Multilanguage support / internationalization
I'm starting out writing a cms that needs to have multilanguage support.
Is there a single encoding that can handle all/most languages correctly? unicode? I will be using a database, let's say mysql, although it would be nice to be able to change DB's later on.
There are various concerns like how the language data is entered, stored, and returned, throughout the application lifecycle. I realize this is a big topic but can anyone shed some light on what might be a good way to proceed from scratch with respect to internationalization and language support?
First piece of advice would be to take advantage of whatever your framework gives you. For example, I'm developing in .Net so I don't track currencies, number formats (i.e. is it 1,000 or 1.000 for "one thousand"), date formats etc. I let the good folks and MS handle that for me. That essentially leaves me with translations for what I put on the screen. Granted, not all frameworks provide that much, but whatever you can, take advantage.
I wouldn't think type of DB would be a big issue as most major dbs handle Unicode. If it doesn't, you probably don't want to be using it for other reasons. My guess would be if you change DBs in the future your bigger headache areas will be somewhere besides your internationalization.
Lastly, create something like string IDs and language Ids. Where string id 1 = "This is a string" then you create different translations for id 1. I say this as opposed to creating a table with a column for each language. Reason being, it's easier to modify code to support a new language by passing in a language ID than it is to alter the code so that there is a new column.

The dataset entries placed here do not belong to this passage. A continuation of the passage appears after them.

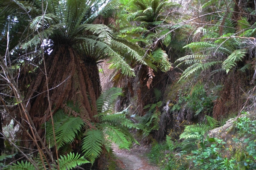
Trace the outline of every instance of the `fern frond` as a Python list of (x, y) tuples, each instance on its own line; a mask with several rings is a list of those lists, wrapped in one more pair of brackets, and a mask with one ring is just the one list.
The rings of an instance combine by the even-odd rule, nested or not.
[(169, 33), (169, 29), (166, 29), (161, 31), (158, 36), (159, 37), (164, 36), (163, 42), (166, 46), (168, 46), (172, 41), (172, 33)]
[[(69, 117), (64, 113), (62, 110), (57, 111), (53, 116), (53, 122), (58, 149), (65, 144), (71, 143), (84, 123), (80, 117), (75, 117), (71, 116)], [(51, 148), (54, 146), (51, 122), (46, 123), (46, 128), (45, 139), (49, 148)]]
[(161, 98), (161, 97), (162, 97), (162, 93), (161, 92), (161, 91), (160, 90), (156, 88), (154, 88), (154, 94), (155, 96), (155, 101), (156, 102), (158, 102), (158, 100), (159, 100), (159, 99)]
[(111, 141), (121, 148), (129, 149), (131, 143), (127, 140), (125, 135), (120, 129), (108, 124), (105, 124), (103, 127), (106, 129), (105, 132)]
[(219, 122), (213, 117), (205, 115), (207, 122), (212, 129), (216, 128), (219, 125)]
[(192, 42), (186, 45), (185, 45), (183, 48), (189, 48), (192, 50), (193, 51), (197, 51), (199, 50), (200, 51), (201, 51), (201, 49), (203, 49), (204, 50), (207, 50), (209, 52), (211, 52), (215, 49), (216, 50), (218, 48), (217, 51), (223, 52), (228, 55), (230, 54), (232, 52), (230, 50), (222, 47), (220, 47), (217, 44), (207, 42)]
[(208, 1), (207, 1), (206, 3), (204, 3), (204, 5), (202, 6), (201, 8), (204, 8), (206, 7), (208, 7), (209, 6), (214, 6), (215, 5), (217, 4), (218, 3), (218, 0), (211, 0)]
[(122, 89), (120, 88), (112, 88), (104, 91), (96, 101), (98, 112), (113, 111), (114, 102), (121, 94)]
[(61, 156), (58, 160), (61, 170), (71, 170), (77, 166), (90, 163), (84, 156), (80, 157), (80, 155), (77, 153), (75, 155), (74, 153), (70, 153), (67, 154), (67, 156)]
[(172, 152), (174, 149), (174, 142), (171, 140), (171, 137), (166, 135), (166, 144), (169, 148), (169, 150)]
[(207, 62), (205, 64), (201, 64), (196, 63), (193, 65), (188, 68), (182, 74), (181, 77), (179, 80), (179, 82), (181, 80), (186, 79), (189, 77), (192, 74), (198, 73), (202, 70), (207, 69), (210, 67), (215, 65), (221, 63), (219, 61), (212, 61), (211, 62)]
[(186, 126), (184, 131), (180, 135), (180, 139), (199, 139), (209, 130), (209, 127), (205, 124), (193, 125)]
[(250, 63), (247, 63), (245, 65), (244, 65), (241, 68), (238, 69), (238, 71), (245, 73), (246, 70), (249, 69), (251, 65), (251, 64)]
[(152, 56), (154, 61), (158, 64), (158, 67), (162, 71), (167, 72), (172, 68), (167, 54), (160, 48), (154, 51)]
[(30, 162), (28, 161), (24, 162), (23, 161), (21, 161), (20, 162), (17, 162), (17, 164), (12, 164), (6, 167), (4, 167), (3, 169), (6, 170), (35, 170), (36, 169)]
[(223, 62), (222, 68), (228, 73), (230, 69), (236, 65), (236, 62), (242, 61), (247, 52), (244, 49), (235, 50)]
[(137, 62), (143, 65), (147, 65), (147, 64), (143, 60), (143, 57), (139, 55), (137, 52), (135, 51), (128, 46), (115, 40), (112, 41), (111, 44), (113, 48), (119, 49), (120, 51), (122, 51), (122, 52), (125, 51), (125, 52), (128, 53), (132, 57), (134, 58)]
[(93, 164), (102, 151), (103, 134), (97, 129), (88, 130), (82, 141), (81, 150), (84, 156)]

Of course, the best way to do internationalization is to take over the world and inflict your own preferences, but that can be time consuming and costly....
Is there a single encoding that can handle all/most languages correctly?
Unicode is not an encoding; UTF-8, UTF-16, UTF-32 and a bunch of more obscure ones are. But yes, they are supposed to solve all the world's internationalization problems and are the way to go. I'd suggest to go with UTF-8, because it's the most widely used one on the web.
Oh, and thanks for considering i18n. I'm constantly annoyed by apps that don't.
Thanks to both. I did a little research and came to a similar conclusion about utf-8. Interesting and fairly obscure topic, at least to me. There are subtle considerations such as string comparision performance depending on if the number of bytes are fixed or not in the encoding, and etc.
It seems like most of the newest DB's support 4 byte utf-8 which should cover just about everything.
For encodings, UTF-8 is your most-likely choice
UTF-8 is well supported in many languages and frameworks. If the majority of the text in your system is in Japanese or Chinese, then the 16-bit Unicode encoding will save you space, but if it's mostly Roman characters, stick with UTF-8.
For internationalization, you'll typically want to separate out changes in presentation/UI and translations. So, you'll typically end up with a slightly-different layout of your UI for each supported language, and a separate string table, which allows you to look up translated versions of all the UI captions, etc.
Don't forget to use the right Date and Number formats for your locales.
I've always used UTF-8. Have a read of the Gettext manual, it will highlight some of the language issues you have to consider when writing - date, time, plurals (not all languages have one singular and one plural form). Also, for icons, it's important to pick ones that are familiar globally.
Just wanted to throw in my $0.02. UTF-8 is the newest Unicode format and it is preferred everywhere I have seen. It is 8-bit ASCII clean as well, which means you can pass the UTF-8 strings to functions that work with ASCII strings so long as you aren't needing interpretation of the string itself. In other words, if you just need the number of bytes and not the number of characters, ASCII functions work fine. MySQL supports UTF-8 collation on tables and has for quite awhile. You can actually store UTF-8 in an ASCII table, but certain string functions won't behave the way you think they do. One thing you must be careful of is to always use the mysql_real escape functions as those take the database connection and use that collation for the SQL escaping. This is because the MySQL developers decided that UTF-8 should have additional quoting characters that need to be escaped and the only way for the client code to know which escaping method to use is by the charset in use on the server. It is possible for a UTF-8 string passed to a UTF-8 database but escaped with the mysql_escape_string function to break, leading to possible SQL injection exploits.
This post wasn't funny. Please try again, chief.
Just wanted to throw in my $0.02.
Just a minor heads up - if you are going to use MySQL in an i18n app, be very careful when searching for text fields. I write my code in the far east and many of the languages around here (Thai, Japanese, cantonese etc.) require unicode AND the correct collations to be set. If you don't get it right, then you'll find that you cannot search on text fields correctly. I generally recommend using a binary collation for non-Latin based languages.